As he left a local temple in his Dodge Ram pickup truck in June, two men ran up to his window and shot him. A dozen spent bullet shells were found beside the car.

  • Before Nijjar was killed, he reportedly said that the Canadian Security Intelligence Service had alerted him about the possibility of an attack.
  • India’s National Investigation Agency had accused him of being a terrorist (the web page linking to his official file has since been deleted).

Oh, Khalistan. Nijjar was part of the pro-Khalistan movement, which calls for the creation of an independent Sikh homeland in parts of modern-day northern India and Pakistan.

In the 1970s, the separatist movement gathered strength, eventually resulting in a catastrophic clash with Indian security forces in Punjab in 1984 and the assassination of PM Indira Gandhi.  

  • The movement holds relatively little sway in India today. But the dream of an independent Khalistan does retain some hold in parts of the Sikh diaspora in Canada, the UK, the US and Australia.
  • As the Hindu diaspora has been mobilised by the Hindu nationalist ideology promoted by India’s ruling BJP, the Sikh diaspora has also become more extreme in its views.

Shadow puppet.
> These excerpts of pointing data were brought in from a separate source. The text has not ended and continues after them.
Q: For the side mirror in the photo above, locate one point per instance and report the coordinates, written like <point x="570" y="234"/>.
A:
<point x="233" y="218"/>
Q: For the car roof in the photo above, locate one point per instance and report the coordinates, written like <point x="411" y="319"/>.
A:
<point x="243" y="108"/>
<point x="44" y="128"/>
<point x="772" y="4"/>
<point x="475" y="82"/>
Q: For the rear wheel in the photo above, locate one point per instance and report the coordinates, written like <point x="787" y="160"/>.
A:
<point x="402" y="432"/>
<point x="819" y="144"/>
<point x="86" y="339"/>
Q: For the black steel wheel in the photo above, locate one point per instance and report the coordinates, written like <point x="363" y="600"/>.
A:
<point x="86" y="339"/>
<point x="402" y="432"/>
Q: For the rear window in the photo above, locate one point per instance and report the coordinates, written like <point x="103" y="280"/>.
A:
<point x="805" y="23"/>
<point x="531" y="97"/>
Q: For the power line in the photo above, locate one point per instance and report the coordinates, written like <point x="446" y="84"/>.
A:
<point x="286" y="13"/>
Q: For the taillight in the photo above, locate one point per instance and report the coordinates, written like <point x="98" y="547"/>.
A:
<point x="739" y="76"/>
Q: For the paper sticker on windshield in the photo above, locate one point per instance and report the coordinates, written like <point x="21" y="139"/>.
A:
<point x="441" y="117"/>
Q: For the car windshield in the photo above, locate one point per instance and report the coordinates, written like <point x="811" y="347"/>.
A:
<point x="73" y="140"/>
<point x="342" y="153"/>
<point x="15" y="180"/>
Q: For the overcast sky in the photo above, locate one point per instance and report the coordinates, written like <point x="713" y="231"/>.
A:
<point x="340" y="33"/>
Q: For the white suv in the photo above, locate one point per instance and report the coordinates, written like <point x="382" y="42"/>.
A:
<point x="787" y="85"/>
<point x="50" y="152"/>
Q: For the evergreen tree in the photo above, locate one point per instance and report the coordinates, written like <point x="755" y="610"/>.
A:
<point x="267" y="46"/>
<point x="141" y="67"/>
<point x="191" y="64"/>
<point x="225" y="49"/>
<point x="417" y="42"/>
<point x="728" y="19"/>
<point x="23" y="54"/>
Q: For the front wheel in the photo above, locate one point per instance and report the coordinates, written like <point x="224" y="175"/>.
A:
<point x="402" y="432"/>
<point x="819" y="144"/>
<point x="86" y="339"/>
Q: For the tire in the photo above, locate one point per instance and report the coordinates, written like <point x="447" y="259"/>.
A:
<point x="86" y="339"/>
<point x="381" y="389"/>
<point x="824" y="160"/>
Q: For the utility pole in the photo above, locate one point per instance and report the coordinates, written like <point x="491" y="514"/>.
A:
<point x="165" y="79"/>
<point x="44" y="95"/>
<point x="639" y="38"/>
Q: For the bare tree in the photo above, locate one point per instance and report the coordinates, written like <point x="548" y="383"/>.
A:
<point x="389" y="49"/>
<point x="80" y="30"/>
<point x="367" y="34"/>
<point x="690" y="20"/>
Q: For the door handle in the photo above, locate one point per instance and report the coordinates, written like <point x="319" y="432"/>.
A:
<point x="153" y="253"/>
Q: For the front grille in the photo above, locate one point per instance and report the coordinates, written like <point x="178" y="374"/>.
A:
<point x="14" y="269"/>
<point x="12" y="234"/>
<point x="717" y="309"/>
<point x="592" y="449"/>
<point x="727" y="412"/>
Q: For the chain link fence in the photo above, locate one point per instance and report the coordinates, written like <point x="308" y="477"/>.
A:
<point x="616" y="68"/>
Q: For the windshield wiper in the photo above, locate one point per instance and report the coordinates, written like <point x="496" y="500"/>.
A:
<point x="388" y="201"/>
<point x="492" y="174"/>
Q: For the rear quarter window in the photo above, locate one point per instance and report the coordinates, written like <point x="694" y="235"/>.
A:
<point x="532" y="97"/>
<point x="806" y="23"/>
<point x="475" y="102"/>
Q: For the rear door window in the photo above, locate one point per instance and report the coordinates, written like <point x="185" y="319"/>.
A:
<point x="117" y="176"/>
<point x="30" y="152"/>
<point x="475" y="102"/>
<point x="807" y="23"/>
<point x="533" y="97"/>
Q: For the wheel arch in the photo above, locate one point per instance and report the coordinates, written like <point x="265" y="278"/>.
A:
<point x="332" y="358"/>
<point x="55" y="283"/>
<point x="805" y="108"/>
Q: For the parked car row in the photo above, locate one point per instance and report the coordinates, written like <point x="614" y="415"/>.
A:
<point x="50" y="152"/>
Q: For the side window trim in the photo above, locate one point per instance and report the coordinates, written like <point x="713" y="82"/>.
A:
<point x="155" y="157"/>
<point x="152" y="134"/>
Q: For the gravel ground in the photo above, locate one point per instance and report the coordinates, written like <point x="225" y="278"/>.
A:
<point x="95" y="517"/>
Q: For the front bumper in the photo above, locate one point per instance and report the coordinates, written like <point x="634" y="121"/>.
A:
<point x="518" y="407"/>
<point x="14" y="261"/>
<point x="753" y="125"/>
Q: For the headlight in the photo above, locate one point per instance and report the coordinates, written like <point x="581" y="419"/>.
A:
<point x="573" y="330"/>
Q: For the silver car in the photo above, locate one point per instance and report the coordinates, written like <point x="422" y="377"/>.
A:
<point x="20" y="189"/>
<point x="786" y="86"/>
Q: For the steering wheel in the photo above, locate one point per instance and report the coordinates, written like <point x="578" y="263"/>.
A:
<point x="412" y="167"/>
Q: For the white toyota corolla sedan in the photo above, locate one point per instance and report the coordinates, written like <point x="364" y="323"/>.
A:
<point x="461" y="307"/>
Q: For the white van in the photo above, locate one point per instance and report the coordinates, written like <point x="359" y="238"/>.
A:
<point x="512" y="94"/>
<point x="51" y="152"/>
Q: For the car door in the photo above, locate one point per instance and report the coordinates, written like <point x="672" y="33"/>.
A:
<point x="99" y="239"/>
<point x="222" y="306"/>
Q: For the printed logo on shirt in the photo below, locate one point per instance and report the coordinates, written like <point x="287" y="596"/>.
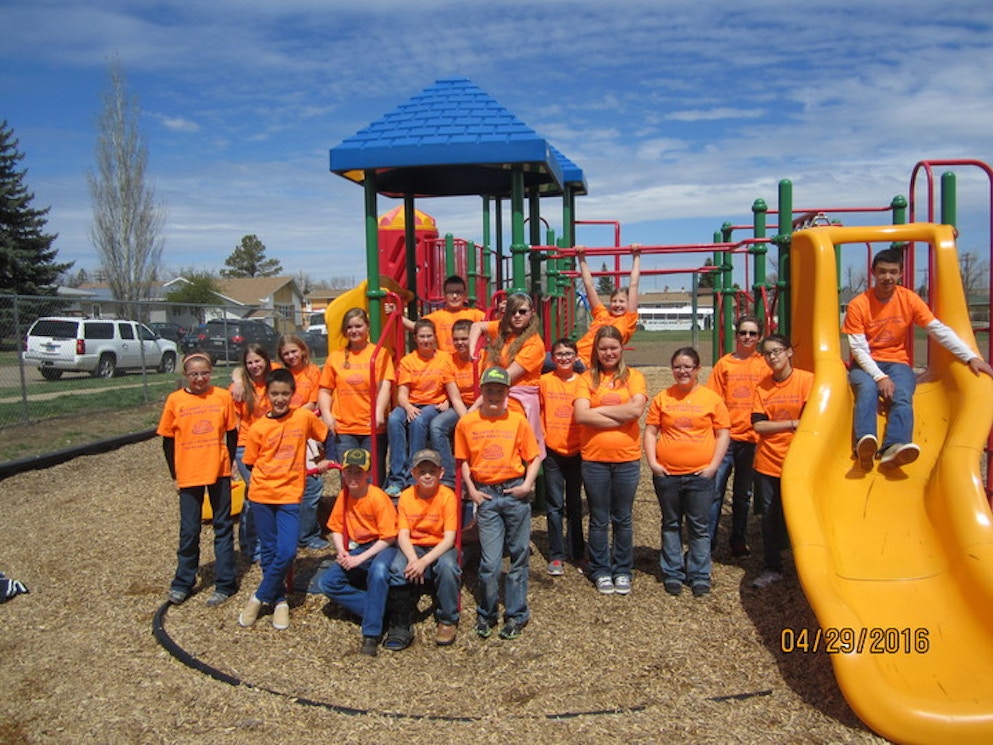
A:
<point x="203" y="427"/>
<point x="492" y="452"/>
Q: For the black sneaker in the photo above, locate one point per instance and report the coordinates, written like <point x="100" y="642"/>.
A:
<point x="512" y="629"/>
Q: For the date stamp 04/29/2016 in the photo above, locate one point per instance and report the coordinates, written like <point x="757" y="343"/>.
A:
<point x="850" y="640"/>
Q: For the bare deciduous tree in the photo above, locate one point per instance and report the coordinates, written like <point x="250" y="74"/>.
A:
<point x="127" y="221"/>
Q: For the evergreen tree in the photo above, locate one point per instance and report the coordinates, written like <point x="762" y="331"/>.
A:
<point x="249" y="260"/>
<point x="27" y="258"/>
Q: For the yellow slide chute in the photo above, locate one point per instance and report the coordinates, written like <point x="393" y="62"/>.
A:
<point x="905" y="554"/>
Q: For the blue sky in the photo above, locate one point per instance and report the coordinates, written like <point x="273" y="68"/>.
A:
<point x="680" y="115"/>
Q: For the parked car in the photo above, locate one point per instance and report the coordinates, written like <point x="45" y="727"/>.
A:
<point x="101" y="347"/>
<point x="226" y="340"/>
<point x="172" y="331"/>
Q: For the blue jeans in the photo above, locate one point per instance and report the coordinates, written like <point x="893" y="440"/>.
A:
<point x="278" y="526"/>
<point x="739" y="456"/>
<point x="362" y="590"/>
<point x="188" y="554"/>
<point x="900" y="422"/>
<point x="610" y="490"/>
<point x="313" y="489"/>
<point x="406" y="438"/>
<point x="564" y="498"/>
<point x="686" y="496"/>
<point x="446" y="574"/>
<point x="248" y="537"/>
<point x="774" y="535"/>
<point x="345" y="442"/>
<point x="440" y="437"/>
<point x="503" y="522"/>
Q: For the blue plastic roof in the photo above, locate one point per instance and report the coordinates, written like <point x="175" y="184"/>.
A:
<point x="452" y="139"/>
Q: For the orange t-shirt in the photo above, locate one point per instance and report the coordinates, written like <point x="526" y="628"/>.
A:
<point x="352" y="399"/>
<point x="602" y="316"/>
<point x="687" y="423"/>
<point x="617" y="444"/>
<point x="307" y="379"/>
<point x="531" y="355"/>
<point x="558" y="396"/>
<point x="277" y="451"/>
<point x="465" y="378"/>
<point x="199" y="424"/>
<point x="443" y="320"/>
<point x="259" y="410"/>
<point x="366" y="519"/>
<point x="496" y="448"/>
<point x="778" y="402"/>
<point x="886" y="325"/>
<point x="734" y="381"/>
<point x="425" y="377"/>
<point x="427" y="519"/>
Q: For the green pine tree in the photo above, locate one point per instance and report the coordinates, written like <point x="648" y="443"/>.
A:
<point x="27" y="258"/>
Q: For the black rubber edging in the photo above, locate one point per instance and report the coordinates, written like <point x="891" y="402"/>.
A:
<point x="192" y="662"/>
<point x="37" y="462"/>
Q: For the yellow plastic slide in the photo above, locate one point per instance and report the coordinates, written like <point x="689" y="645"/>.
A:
<point x="897" y="563"/>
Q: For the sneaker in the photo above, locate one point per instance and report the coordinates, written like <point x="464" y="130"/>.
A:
<point x="281" y="616"/>
<point x="444" y="636"/>
<point x="865" y="451"/>
<point x="483" y="628"/>
<point x="900" y="455"/>
<point x="768" y="577"/>
<point x="370" y="646"/>
<point x="251" y="612"/>
<point x="512" y="629"/>
<point x="218" y="598"/>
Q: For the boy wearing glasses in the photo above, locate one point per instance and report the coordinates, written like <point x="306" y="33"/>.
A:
<point x="455" y="309"/>
<point x="877" y="323"/>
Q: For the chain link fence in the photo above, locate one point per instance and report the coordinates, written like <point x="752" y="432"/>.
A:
<point x="64" y="356"/>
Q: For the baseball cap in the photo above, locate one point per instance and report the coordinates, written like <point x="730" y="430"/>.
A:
<point x="357" y="457"/>
<point x="426" y="455"/>
<point x="495" y="375"/>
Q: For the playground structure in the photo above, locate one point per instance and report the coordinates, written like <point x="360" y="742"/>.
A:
<point x="899" y="565"/>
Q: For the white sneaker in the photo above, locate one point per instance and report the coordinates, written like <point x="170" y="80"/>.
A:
<point x="768" y="577"/>
<point x="900" y="455"/>
<point x="622" y="584"/>
<point x="281" y="616"/>
<point x="865" y="451"/>
<point x="251" y="612"/>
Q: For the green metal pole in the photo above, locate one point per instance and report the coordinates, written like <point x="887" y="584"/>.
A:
<point x="783" y="243"/>
<point x="372" y="255"/>
<point x="760" y="252"/>
<point x="518" y="248"/>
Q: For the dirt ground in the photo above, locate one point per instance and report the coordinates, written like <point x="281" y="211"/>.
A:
<point x="94" y="539"/>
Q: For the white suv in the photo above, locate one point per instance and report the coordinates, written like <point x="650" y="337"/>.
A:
<point x="103" y="348"/>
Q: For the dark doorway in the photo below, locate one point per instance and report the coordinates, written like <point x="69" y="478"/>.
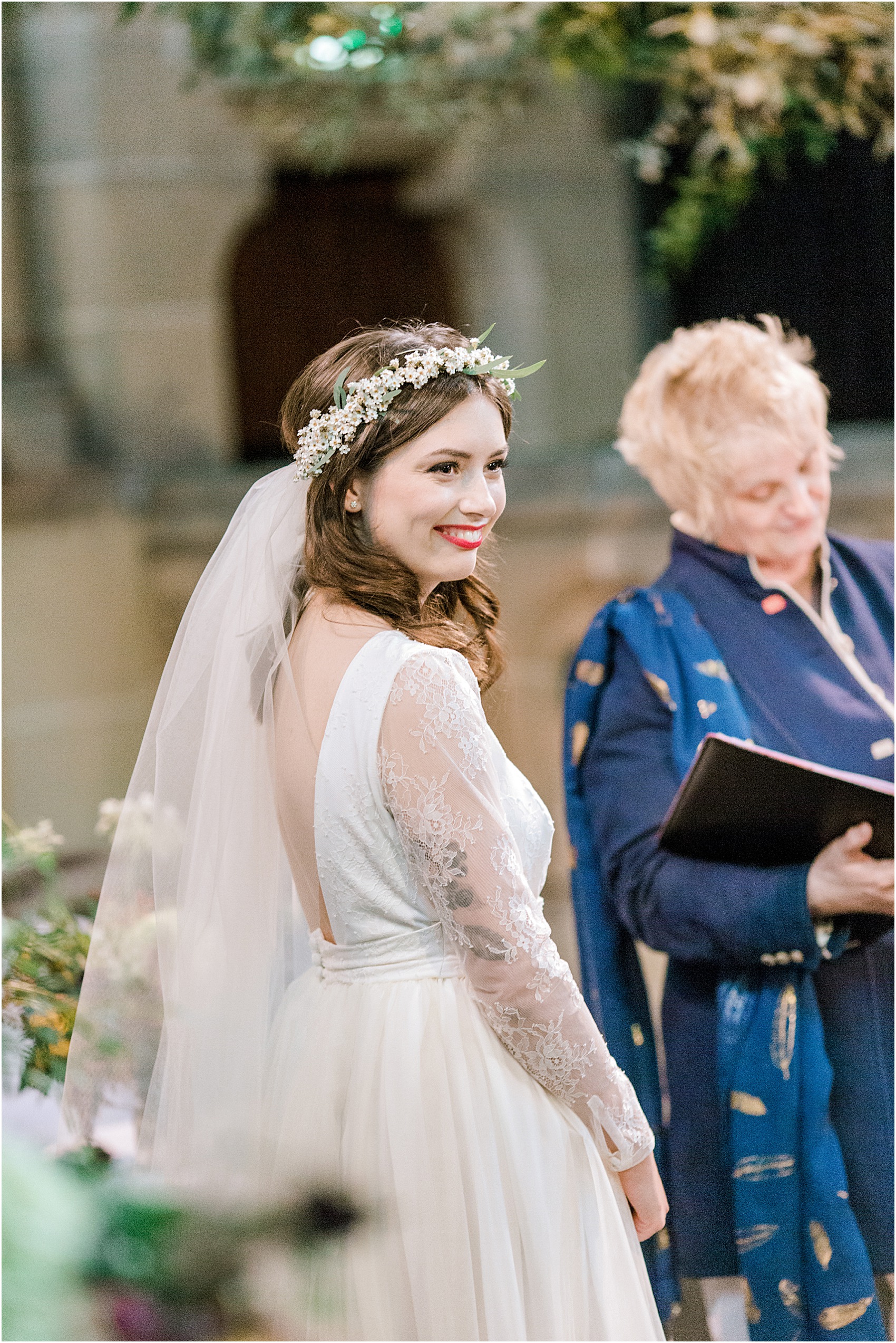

The BJP, led by Indian prime minister Narendra Modi, paints the pro-Khalistan movement as an existential separatist threat to India’s existence, even though there is almost no movement to speak of in the country itself.

Instead, it seems the BJP is using the idea of these movements as a shadow enemy. The spectre of well-organised Sikh terrorists funded by Delhi’s sworn enemies in Pakistan could help entrench Modi’s appeal to Hindu nationalists.

Cold shoulder. The Khalistan issue has hamstrung Canadian-Indian relations for decades.

  • Modi’s BJP feels Canada does not do enough to stop the so-called terrorists, while
  • Canada says pressure groups should be free to express themselves peacefully.

Domestic politics is part of the context. About 770,000 Sikhs live in Canada today, making up a sizable voting bloc in the country of 40 million. Trudeau wants to keep the minority on side for votes. “I have more Sikhs in my cabinet than Modi does,” he once quipped.

At the recent G20 summit in Delhi, Trudeau was picked up from his plane in the rain by an old Toyota, while other attendees got Mercedes and Audis. Modi held bilateral talks with many world leaders, while Trudeau and Modi had a brief discussion on the sidelines. Trade talks have been paused and Canada last week cancelled a planned trade mission in October.

Nothing to see here. Until now, the reasoning in Washington and London on India’s lurch towards Hindu nationalism has been akin to: “speak softly on human rights and carry a big trade deal proposal”. Both countries want India onside to counter China’s influence in Asia.

Will that hold if New Delhi was involved in the murder of a Canadian citizen? Possibly.

A senior US state department official said America was “quite concerned” about the allegations. Downing Street said it would not “get ahead” of the investigation being carried out by the Canadian government and that “when we have concerns with countries we are negotiating trade deals with, we will raise them directly with the government.”

That’s diplomat-speak for: “not really our problem, chaps.” Not yet, at least.